Section ___ Informal Process
(a). This section applies when an agency is authorized by law to issue an order without employing formal adjudication.
(b). A party subject to a proposed agency order shall be afforded either notice of the terms of the proposed order or notice of the subjects or issues involved in the informal proceeding. When an order will not be addressed to a particular party, notice shall be published or given in a manner calculated to reach interested persons.
(c). After notice, the subject of the proposed order, if any, and other interested persons, shall be allowed to participate in the informal process through submissions in writing or orally, at the agency's option.
(d). The agency's order, or decision not to issue an order, shall be accompanied by a brief statement of reasons and basis for the order, if any.
Issue 4
What is the meaning of the phrase "in connection with an agency proceeding" in § 555(e)? Does the submission of a petition to an agency create an "agency proceeding" so that the agency must respond to any petition, with reasons, or is there a right to an answer only if a petition is submitted in connection with a preexisting agency proceeding? Should the APA contain a requirement that agencies answer all petitions, thus creating the possibility of judicial review of the reasons for denial?
- Recommendation:
Create a general right to petition agencies, with the understanding that most petitions can be denied with little effort.

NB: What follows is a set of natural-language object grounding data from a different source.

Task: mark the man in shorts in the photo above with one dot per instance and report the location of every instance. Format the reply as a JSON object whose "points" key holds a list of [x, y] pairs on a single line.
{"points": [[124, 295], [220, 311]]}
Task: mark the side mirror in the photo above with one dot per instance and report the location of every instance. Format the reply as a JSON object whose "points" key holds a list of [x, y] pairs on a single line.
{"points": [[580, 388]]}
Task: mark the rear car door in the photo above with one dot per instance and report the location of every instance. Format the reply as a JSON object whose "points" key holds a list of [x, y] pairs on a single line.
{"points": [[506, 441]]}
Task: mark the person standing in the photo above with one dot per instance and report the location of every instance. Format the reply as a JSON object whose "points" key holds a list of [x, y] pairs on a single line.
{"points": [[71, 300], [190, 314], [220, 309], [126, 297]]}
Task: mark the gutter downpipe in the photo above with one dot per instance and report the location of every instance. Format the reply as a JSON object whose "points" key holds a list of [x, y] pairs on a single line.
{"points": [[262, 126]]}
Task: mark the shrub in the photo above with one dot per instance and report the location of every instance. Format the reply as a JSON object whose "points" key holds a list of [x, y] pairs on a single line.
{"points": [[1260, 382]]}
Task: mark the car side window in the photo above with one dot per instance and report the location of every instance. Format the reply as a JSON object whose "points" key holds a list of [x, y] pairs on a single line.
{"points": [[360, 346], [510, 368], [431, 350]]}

Delete the phrase "in connection with an agency proceeding" from APA § 555(e).
Issue 5
The APA gives practically no guidance on how detailed and specific the statement of reasons for a denial under § 555(e) must be. Can an agency simply decline to act for very general reasons, or must an agency be, as some courts have required, relatively specific?
- Recommendation:
Regarding petition denials, agencies should not be expected to provide detailed, specific reasons for denying every petition that a member of the public submits.
Insert the word "general" after "brief" in § 555(e).
Issue 5
In licensing cases subject to APA § 558, does § 558(c) create a right for interested persons who are not parties to participate in proceedings? If it does, should the section be re-written to clarify the rights granted?
- Recommendation:
The procedures for informal process specified above should apply to licensing proceedings conducted under § 558.
Amend § 558(a) by adding the following. Except where formal adjudication is required by law, no order may be issued without observance of the requirements for informal process specified in section xxx of this title.